You can also use qp to compute quantities the pdf, cdf, ppf, etc… on any grid that you want, much of the functionality of scipy.stats distributions have been inherited by qp ensembles

newgrid = np.linspace(0.005, 2.995, 35)
naive_pdf = newens.pdf(newgrid)
point_cdf = pens.cdf(newgrid)
var_ppf = vens["output"].ppf(newgrid)
plt.plot(newgrid, naive_pdf[0])
[<matplotlib.lines.Line2D at 0x7f3ec780b7f0>]
../../../_images/Sampled_Summarizers_36_1.png
plt.plot(newgrid, point_cdf[0])
[<matplotlib.lines.Line2D at 0x7f3ec7a34400>]
../../../_images/Sampled_Summarizers_37_1.png
plt.plot(newgrid, var_ppf[0])
[<matplotlib.lines.Line2D at 0x7f3ec7a6c3d0>]
../../../_images/Sampled_Summarizers_38_1.png

Shifts

If you want to “shift” a PDF, you can just evaluate the PDF on a shifted grid, for example to shift the PDF by +0.0375 in redshift you could evaluate on a shifted grid.

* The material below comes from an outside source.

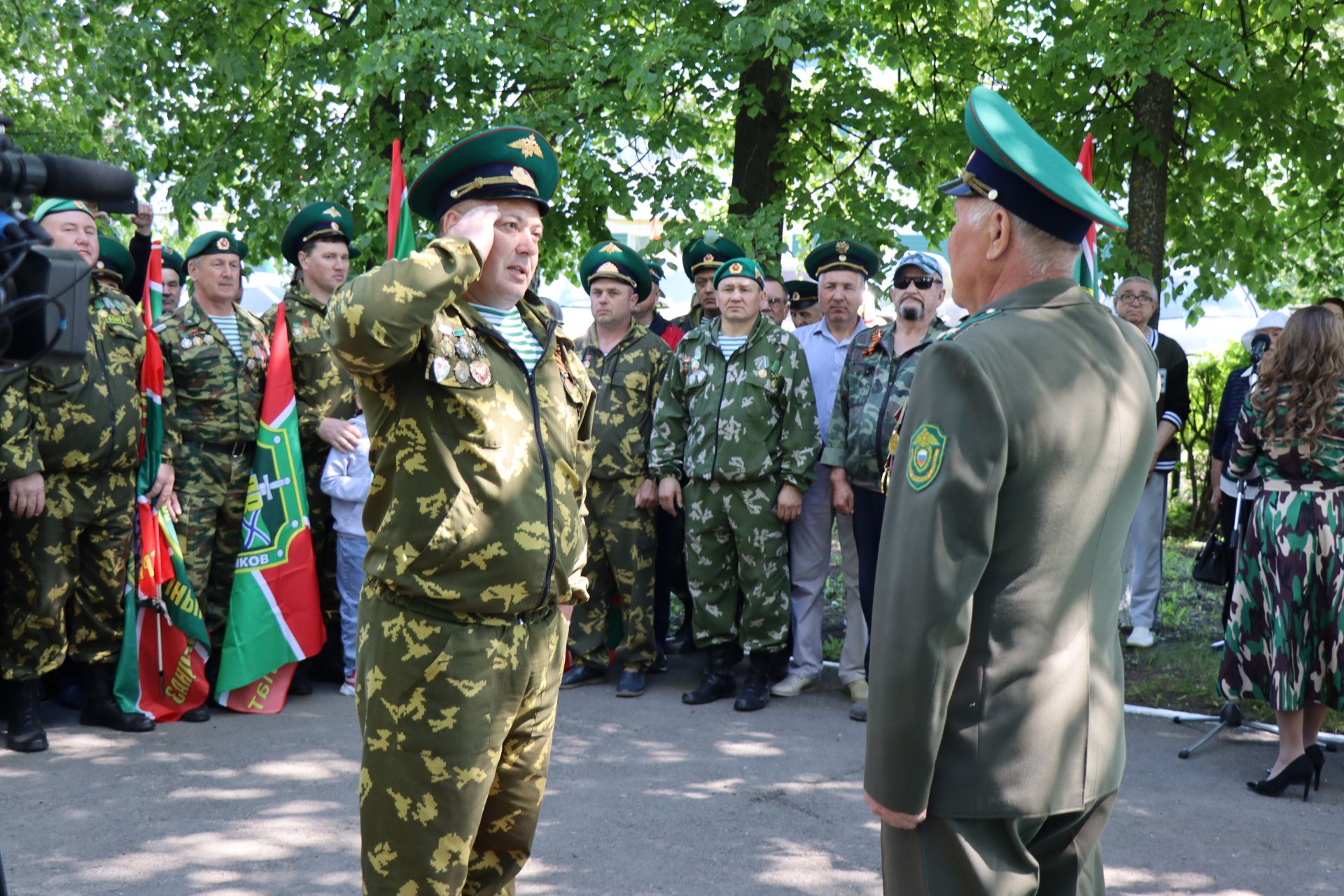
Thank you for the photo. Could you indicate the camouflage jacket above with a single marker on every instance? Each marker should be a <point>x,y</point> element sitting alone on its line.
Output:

For now we can just do this “by hand”, we could easily implement shift functionality in qp, I think.

def_grid = np.linspace(0.0, 3.0, 41)
shift_grid = def_grid - 0.0675
native_nz = newens.pdf(def_grid)
shift_nz = newens.pdf(shift_grid)
fig = plt.figure(figsize=(12, 10))
plt.plot(def_grid, native_nz[0], label="original")
plt.plot(def_grid, shift_nz[0], label="shifted +0.0675")
plt.legend(loc="upper right")
<matplotlib.legend.Legend at 0x7f3ec7c4ed70>
../../../_images/Sampled_Summarizers_41_1.png

You can estimate how much shift you might expect based on the statistics of our bootstrap samples, say the std dev of the means for the NZDir-derived distribution:

results_dict["nzdir_means"]
array([0.91527627, 0.92144451, 0.92166271, 0.92410584, 0.92118734,
       0.91847357, 0.92651638, 0.91452663, 0.92038542, 0.92942564,
       0.93107928, 0.91022267, 0.92142493, 0.92510869, 0.91931933,
       0.92364447, 0.919305  , 0.92659316, 0.91014124, 0.92499533])
spread = np.std(results_dict["nzdir_means"])
spread
np.float64(0.005498408843907313)

Again, not a huge spread in predicted mean redshifts based solely on bootstraps, even with only ~20,000 galaxies.